By Mark W. Podvia
Located in the Dickinson School of Law’s Lewis Katz Hall, the H. Laddie Montague, Jr. Law Library—named for H. Laddie Montague, Class of 1963—provides a state-of the art research facility for Dickinson Law's students, faculty and staff. However, this modern facility emerged from relatively humble beginnings.
In October, 1890, the first classes were held at the newly-reopened Dickinson School of Law, then housed in Dickinson College’s Emory Hall. Whatever library might have existed at Judge John Reed’s 1834 law school had long since disappeared. According to the June, 1898, issue of The Forum, “When the school opened...it had not a single book.”
It was left to Dean William Trickett to address this situation. Space for a library was set aside and Trickett gave books from his personal library to the school. Donations were also received from the school’s president, the Rev. Dr. George Reed, and from members of the school’s Board of Incorporators. The school’s first foreign student, Issa Tanimura of Tokyo, Japan, Class of 1892, sponsored a fair “after the manner of those given in the Empire of Japan” that raised $450 for the purchase of library books.
The 1893 Microcosm reported that “[a] handsome library of some seven or eight hundred volumes graces the northern end of the recitation hall, and on the walls hang the pictures of Blackstone, Hamilton and Webster—an inspiration to the many students to emulate these great men.” The library also served as a social center for the school. David N. Feldman, Class of 1919, recalled that “the old library on the second floor [of Emory Hall] was well worn and at one spot near the window there was a hole several inches in circumference. The tobacco chewers always fought for a comfortable spot near the window so they could try to hit the hole when they were ready to emit the tobacco juice from their mouths.”
In 1918, the law library was moved to significantly larger quarters, a 54 by 60 foot room on the second floor of the law school’s new home, Trickett Hall. The 1918-1919 Catalogue described the new location as follows:
The library of the school is well adapted to the needs of the student. Already large—containing possibly 6000 volumes—it is yearly growing. It is in a large, well-lighted and heated room, with ample table accommodations. But very few lawyers in the State have ready access to so large and well selected a number of text-books and decisions....It is open from 8 a.m. to 10 p.m. every day except Sunday.
Prior to World War II, law students ran the library under the supervision of a faculty member. One of the their primary duties was persuading their classmates to reshelve their books; the January 1900 issue of The Forum stated that students who failed to do so were “ingrainedly selfish and inconsiderate” and deserved “no more consideration…than any other nuisance.” The school began employing professional law librarians in the 1950’s; James R. Fox, the school’s longest serving law librarian, held the position of library director for almost 30 years.

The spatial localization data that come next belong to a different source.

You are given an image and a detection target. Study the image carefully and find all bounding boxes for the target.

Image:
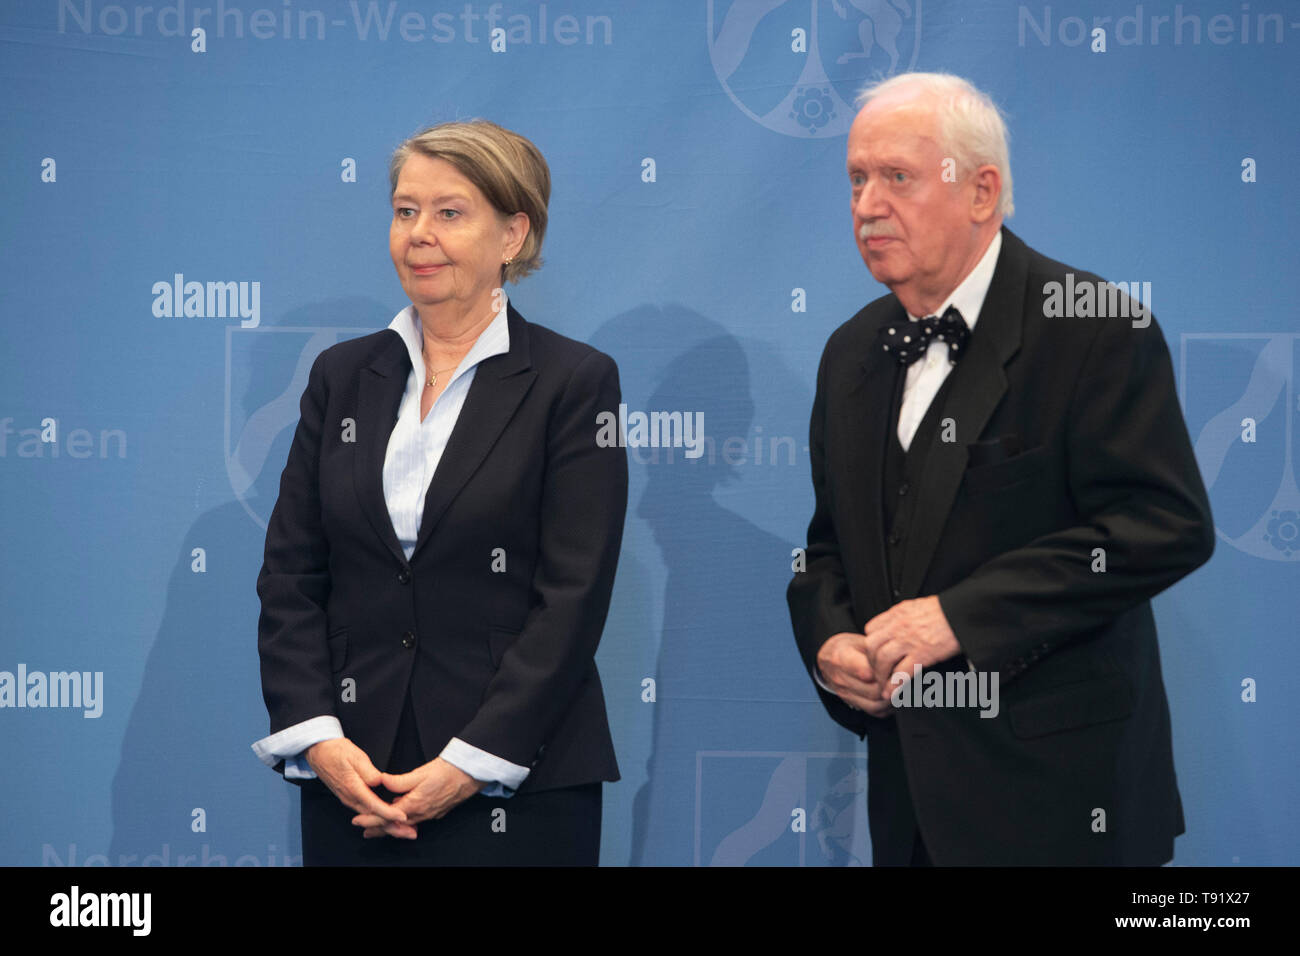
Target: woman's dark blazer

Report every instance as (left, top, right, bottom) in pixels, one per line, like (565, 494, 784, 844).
(256, 303, 627, 792)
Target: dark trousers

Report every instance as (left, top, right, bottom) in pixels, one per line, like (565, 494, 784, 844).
(301, 693, 602, 866)
(910, 828, 933, 867)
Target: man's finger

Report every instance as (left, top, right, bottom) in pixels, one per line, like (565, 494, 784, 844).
(873, 643, 907, 687)
(864, 606, 898, 637)
(892, 655, 917, 686)
(862, 628, 891, 672)
(827, 668, 880, 699)
(860, 698, 894, 717)
(840, 687, 895, 716)
(824, 644, 875, 685)
(835, 672, 895, 711)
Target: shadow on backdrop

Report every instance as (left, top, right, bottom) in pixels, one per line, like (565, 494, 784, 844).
(592, 304, 869, 866)
(110, 297, 387, 866)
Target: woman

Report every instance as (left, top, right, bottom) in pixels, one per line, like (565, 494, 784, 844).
(252, 120, 627, 865)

By the 1950s the ever-growing collection and the increased student population had placed a severe strain on the library. In 1961 Dean Morris Shaffer wrote that “faculty offices throughout Trickett Hall are filled with library books because there is no room elsewhere.”
In 1962, ground was broken for a new Library/Research Center. The February 1962 Bill of Particulars reported that the new facility would “permit expansion and growth and provide for the new publications essential to a modern, progressive law school.” The new building, which opened in 1963, increased the school’s law library capacity from 50,000 to 150,000 volumes.
The library’s size continued to increase, reaching 75,000 volumes by 1977. That year construction began on a new Library/Advocacy Center designed to double library study and stack space. Additional library space was gained with the opening of the Center for Advanced Legal Education in 1985.
The law library entered the electronic age in November 1978 when the first LEXIS terminal was installed. A Westlaw terminal was installed the following year.
The 2000 merger of the Dickinson School of Law with the Pennsylvania State University opened new doors for the law library. The library’s holdings were added to The CAT and law students and faculty gained access to the University’s databases and print collections. In turn, the addition of Dickinson’s collection provided the University with a strong law library and it was the addition of the law library’s 393,473 volumes that moved the Penn State’s collection past the four million mark.